我曾經萌生了一個幼稚的願望,就是將來我長大以後,要寫一部偵探推理小說,不到最後一步,任何人都猜不到兇手是誰。這個願望後來實現了,我真的寫出了一部很不錯的偵探小說,這是後話。

我的推理細胞經由今晚影片的薰陶,又上升了一個臺階。大家下面就可以看到,對於一個才滿7歲的小孩子來講,委實不易。

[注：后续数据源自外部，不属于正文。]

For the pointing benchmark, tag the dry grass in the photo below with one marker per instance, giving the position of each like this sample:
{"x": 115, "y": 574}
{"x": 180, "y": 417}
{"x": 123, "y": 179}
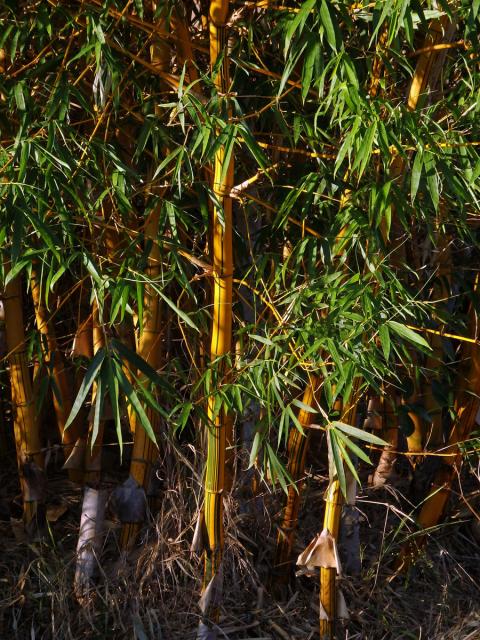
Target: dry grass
{"x": 154, "y": 594}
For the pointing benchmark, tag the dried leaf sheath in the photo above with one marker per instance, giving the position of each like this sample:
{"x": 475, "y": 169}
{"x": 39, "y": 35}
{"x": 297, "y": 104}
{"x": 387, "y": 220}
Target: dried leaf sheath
{"x": 27, "y": 437}
{"x": 328, "y": 575}
{"x": 297, "y": 451}
{"x": 331, "y": 524}
{"x": 222, "y": 312}
{"x": 94, "y": 496}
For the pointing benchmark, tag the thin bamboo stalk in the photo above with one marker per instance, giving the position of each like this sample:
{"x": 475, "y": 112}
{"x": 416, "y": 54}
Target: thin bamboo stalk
{"x": 426, "y": 74}
{"x": 61, "y": 395}
{"x": 467, "y": 406}
{"x": 441, "y": 291}
{"x": 94, "y": 497}
{"x": 150, "y": 340}
{"x": 149, "y": 348}
{"x": 27, "y": 436}
{"x": 296, "y": 450}
{"x": 331, "y": 523}
{"x": 220, "y": 347}
{"x": 328, "y": 576}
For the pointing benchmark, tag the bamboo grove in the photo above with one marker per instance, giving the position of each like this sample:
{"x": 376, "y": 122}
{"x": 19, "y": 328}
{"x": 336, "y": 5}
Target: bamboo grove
{"x": 229, "y": 229}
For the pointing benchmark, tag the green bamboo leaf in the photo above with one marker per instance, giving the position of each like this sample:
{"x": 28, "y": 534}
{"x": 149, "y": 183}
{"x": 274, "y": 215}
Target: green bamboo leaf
{"x": 139, "y": 363}
{"x": 181, "y": 314}
{"x": 353, "y": 447}
{"x": 134, "y": 401}
{"x": 304, "y": 407}
{"x": 408, "y": 334}
{"x": 99, "y": 397}
{"x": 385, "y": 340}
{"x": 298, "y": 23}
{"x": 416, "y": 174}
{"x": 88, "y": 380}
{"x": 348, "y": 460}
{"x": 360, "y": 434}
{"x": 327, "y": 22}
{"x": 113, "y": 392}
{"x": 337, "y": 460}
{"x": 19, "y": 96}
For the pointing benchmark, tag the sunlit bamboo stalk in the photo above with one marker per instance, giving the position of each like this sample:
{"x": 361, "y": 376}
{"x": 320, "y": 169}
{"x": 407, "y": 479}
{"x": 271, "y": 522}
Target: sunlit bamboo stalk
{"x": 27, "y": 437}
{"x": 219, "y": 423}
{"x": 426, "y": 73}
{"x": 150, "y": 339}
{"x": 334, "y": 501}
{"x": 92, "y": 520}
{"x": 296, "y": 451}
{"x": 53, "y": 358}
{"x": 467, "y": 406}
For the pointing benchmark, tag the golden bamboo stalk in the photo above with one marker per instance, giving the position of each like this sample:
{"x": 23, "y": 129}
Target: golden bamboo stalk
{"x": 27, "y": 437}
{"x": 94, "y": 496}
{"x": 331, "y": 523}
{"x": 441, "y": 291}
{"x": 222, "y": 317}
{"x": 296, "y": 451}
{"x": 467, "y": 406}
{"x": 62, "y": 395}
{"x": 150, "y": 339}
{"x": 424, "y": 76}
{"x": 328, "y": 576}
{"x": 149, "y": 348}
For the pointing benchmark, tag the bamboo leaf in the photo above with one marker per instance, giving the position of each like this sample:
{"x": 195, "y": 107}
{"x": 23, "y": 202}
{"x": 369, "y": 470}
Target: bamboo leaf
{"x": 90, "y": 376}
{"x": 134, "y": 401}
{"x": 360, "y": 434}
{"x": 408, "y": 334}
{"x": 416, "y": 174}
{"x": 385, "y": 340}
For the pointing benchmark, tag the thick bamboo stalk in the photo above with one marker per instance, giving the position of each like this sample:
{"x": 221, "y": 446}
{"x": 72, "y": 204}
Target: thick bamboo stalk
{"x": 149, "y": 346}
{"x": 296, "y": 450}
{"x": 425, "y": 76}
{"x": 62, "y": 394}
{"x": 441, "y": 291}
{"x": 27, "y": 437}
{"x": 94, "y": 497}
{"x": 221, "y": 338}
{"x": 331, "y": 523}
{"x": 328, "y": 576}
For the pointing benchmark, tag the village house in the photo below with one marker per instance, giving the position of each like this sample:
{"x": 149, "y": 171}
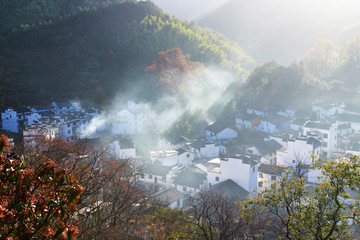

電影散場以後,大家各回各家,魚貫而行。當走到大坑旁時,我下意識地往坑裡看了一眼,只見那個差點要了我的命的鐵棍子依然高高地聳立在那裡。那樣子好像是在向我訴說著什麼,或者是提醒著什麼。總之,我的內心久久不能夠平靜下來,因為我感到有眾多的疑點需要我去澄清,有眾多的問題需要我去弄明白。

我邊走邊想,邊走邊捋思路,儼然一副探長神態。哈。

059推理

059推理

我在想,整個事件有三個不可思議的地方:

1.我明明是栽下去的,怎麼到了坑裡,反而是躺著了呢?

2.現實當中明明過了15分鐘,而我怎麼只覺得過了5分鐘呢?那多出來的10分鐘哪去了呢?

3.我的褲子到底是哪根鐵棍劃破的?我觀察了坑裡的情況,只有險些取我性命的那根管子是朝上的,其餘的管子均是平放著的,不太可能劃破我的褲子。這又是怎麼一回事呢?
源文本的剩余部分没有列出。